Verfasst: Mi 2. Jan 2019, 17:43
von mad
1) Wenn die Kostenzusage der KK vorliegt, können die Deinen Arzt nicht mehr in Regress nehmen. Wäre ja auch ziemlich blöd, wenn man eine Erlaubnis erteilt ind anschließend sagt: uns egal, ihr müsst uns doch eine „Strafe” zahlen. Wenn ein Arzt es auf einem Privatrezept verschreibt, gibt es dieses Problem noch weniger, da der Patient alles selbst zahlt. Und auch Kassenpatienten können ein Privatrezept bekommen - ganz ohne Auflagen oder Begleiterhebungen.
2) Spezialisten gibt es nur äußerst wenige (Grotenhermen, Müller-Vahl z. B.). Grundsätzlich kann aber jeder Arzt (Ausnahme Zahn und Tier) Cannabis verschreiben. Die Arbeitgemeinschaft Cannabis als Medizin hat einen Leitfaden für Ärzte. Den könntest Du deinem Arzt zeigen. Realistisch sind so 300-1000mg pro Tag in der Enddosis.

Ich würde Deinen aktuellen Arzt weiter aufklären, so weit wie du hier schon bist.

Re: Frage zur Verschreibungsmenge

Verfasst: Do 3. Jan 2019, 16:56
von Jahkob
Punkt 1 stimmt so nicht. Der Arzt kann sehr wohl trotz Kostenübernahme in Regress genommen werden. Schon mehrfach erlebt: Arzt stellt Antrag auf Kostenübernahme zusammen mit einer Bitte um Entbindung der Regresspflicht der verschriebenen Medikamente. Kostenübernahme genehmigt, Regressentbindung abgelehnt.

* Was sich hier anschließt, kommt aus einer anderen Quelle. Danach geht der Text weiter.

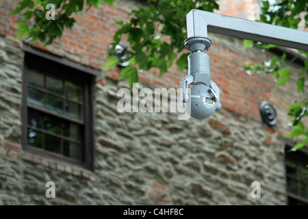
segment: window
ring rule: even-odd
[[[23,79],[23,149],[92,169],[92,75],[26,53]]]
[[[308,205],[308,153],[306,149],[290,152],[285,147],[285,175],[288,205]]]

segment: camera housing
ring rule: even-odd
[[[192,37],[184,41],[192,53],[188,55],[188,75],[180,83],[181,100],[186,112],[195,118],[205,118],[221,107],[220,90],[211,80],[208,50],[211,40],[205,37]],[[188,88],[189,85],[193,85]]]

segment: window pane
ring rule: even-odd
[[[81,87],[70,81],[65,81],[65,96],[75,101],[81,101]]]
[[[297,194],[297,181],[290,179],[287,179],[287,192]]]
[[[47,110],[63,114],[63,99],[47,94]]]
[[[37,87],[44,88],[44,75],[34,71],[33,69],[28,69],[27,79],[28,83]]]
[[[28,129],[28,139],[27,142],[28,145],[42,148],[42,133]]]
[[[37,128],[42,128],[42,120],[40,113],[28,109],[28,125]]]
[[[61,140],[58,138],[45,134],[44,149],[56,153],[61,153]]]
[[[308,185],[300,183],[300,196],[308,198]]]
[[[299,174],[300,174],[300,179],[302,181],[308,182],[308,168],[300,167],[299,168]]]
[[[64,155],[78,159],[78,144],[68,141],[64,141]]]
[[[31,105],[44,108],[44,93],[28,88],[28,103]]]
[[[79,104],[66,101],[65,107],[67,116],[77,119],[81,118],[81,107]]]
[[[286,164],[286,171],[288,175],[296,177],[296,167],[294,164],[287,162]]]
[[[61,134],[61,123],[60,119],[52,116],[44,116],[44,123],[46,131],[59,135]]]
[[[62,95],[63,94],[63,81],[47,76],[46,79],[46,88],[49,91]]]
[[[65,137],[78,140],[79,126],[76,124],[65,122],[63,123],[63,135]]]

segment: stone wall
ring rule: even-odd
[[[108,13],[118,14],[115,10],[123,8],[128,12],[136,5],[133,1],[120,1],[115,9],[105,6],[91,16],[81,14],[72,31],[43,49],[100,68],[110,42],[105,39],[116,28],[107,27],[113,21]],[[0,18],[0,205],[286,203],[284,144],[278,137],[287,130],[285,107],[296,96],[296,75],[287,86],[275,89],[271,76],[242,71],[245,60],[257,63],[272,54],[257,48],[244,50],[239,39],[209,35],[214,42],[209,53],[212,79],[221,88],[222,108],[205,120],[181,120],[171,112],[120,114],[116,94],[127,83],[118,79],[119,69],[102,72],[93,88],[94,170],[90,171],[22,149],[24,53],[21,41],[13,40],[16,29],[10,29],[18,18],[5,16]],[[5,19],[11,21],[3,27]],[[102,38],[95,32],[81,38],[84,46],[76,44],[86,27],[93,27],[90,31],[102,27],[95,26],[95,19],[104,21],[99,25],[109,30],[101,33]],[[90,25],[85,25],[89,21]],[[91,37],[101,49],[93,46],[97,42]],[[294,73],[299,67],[291,66]],[[161,78],[155,69],[143,73],[140,88],[177,88],[186,73],[181,75],[175,67]],[[279,122],[273,127],[259,116],[264,100],[277,107]],[[55,198],[45,196],[50,181],[55,184]],[[253,181],[261,183],[261,198],[251,196]]]

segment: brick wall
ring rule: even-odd
[[[127,21],[139,4],[119,1],[114,8],[80,13],[60,41],[34,46],[101,69],[118,27],[114,21]],[[10,1],[0,3],[0,204],[285,203],[284,144],[277,138],[288,129],[286,106],[296,96],[298,64],[290,66],[291,83],[274,88],[270,75],[242,70],[246,61],[257,64],[271,53],[244,49],[240,39],[209,34],[211,79],[220,88],[222,108],[210,118],[187,121],[172,113],[120,114],[114,94],[127,85],[118,80],[119,69],[102,72],[94,88],[95,164],[89,171],[21,149],[23,52],[21,41],[13,40],[19,19],[8,15],[14,8]],[[175,66],[161,77],[158,73],[140,73],[142,86],[179,88],[187,75]],[[277,111],[273,127],[260,118],[263,101]],[[58,188],[55,199],[44,197],[49,180]],[[254,181],[261,183],[262,198],[250,196]]]

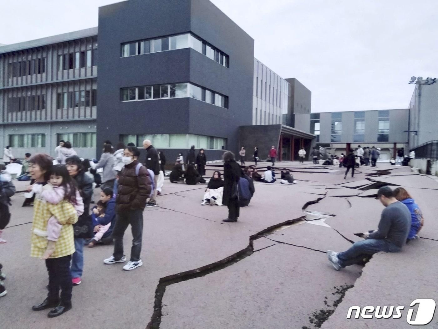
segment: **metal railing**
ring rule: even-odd
[[[416,159],[438,159],[438,140],[430,140],[413,150]]]

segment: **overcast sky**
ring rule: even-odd
[[[312,112],[406,108],[411,76],[438,77],[437,0],[212,1],[255,57],[311,91]],[[0,0],[0,43],[97,26],[98,7],[117,2]]]

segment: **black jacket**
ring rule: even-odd
[[[93,237],[93,228],[90,214],[90,203],[93,195],[93,179],[91,175],[80,172],[74,177],[84,201],[84,213],[73,224],[74,237],[88,239]]]
[[[187,154],[187,157],[186,158],[186,163],[190,164],[191,163],[194,163],[196,161],[196,156],[194,154],[194,149],[190,149]]]
[[[201,166],[205,166],[207,164],[207,157],[205,157],[205,153],[198,153],[196,156],[196,164]]]
[[[225,162],[223,164],[223,197],[222,204],[228,205],[233,193],[233,185],[237,184],[242,177],[240,166],[234,160]]]
[[[342,162],[346,167],[354,167],[356,165],[356,157],[354,154],[350,153],[344,158]]]
[[[149,147],[146,150],[148,153],[146,155],[145,165],[146,168],[153,171],[155,175],[159,175],[160,173],[160,166],[158,163],[158,152],[152,145]]]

Re: Frage zur Verschreibungsmenge

Verfasst: Do 3. Jan 2019, 18:22
von mad
Da hast Du leider Recht, ich war falsch informiert. Wobei das Risiko eher gering ist:
https://www.leafly.de/regress-cannabis-auf-rezept/

Allerdings ist ein geringes Risiko immer noch ein Risiko.

Re: Frage zur Verschreibungsmenge

Verfasst: Do 3. Jan 2019, 19:26
von Jahkob
Das ganze Cannabismedizingesetz ist für mich eine Farce und wurde meinermeinung nach nur verabschiedet um den Anträgen auf Eigenanbau entgegenzuwirken nachdem klar wurde das die Anträge alle genehmigt werden würden - einfach nur lächerlich.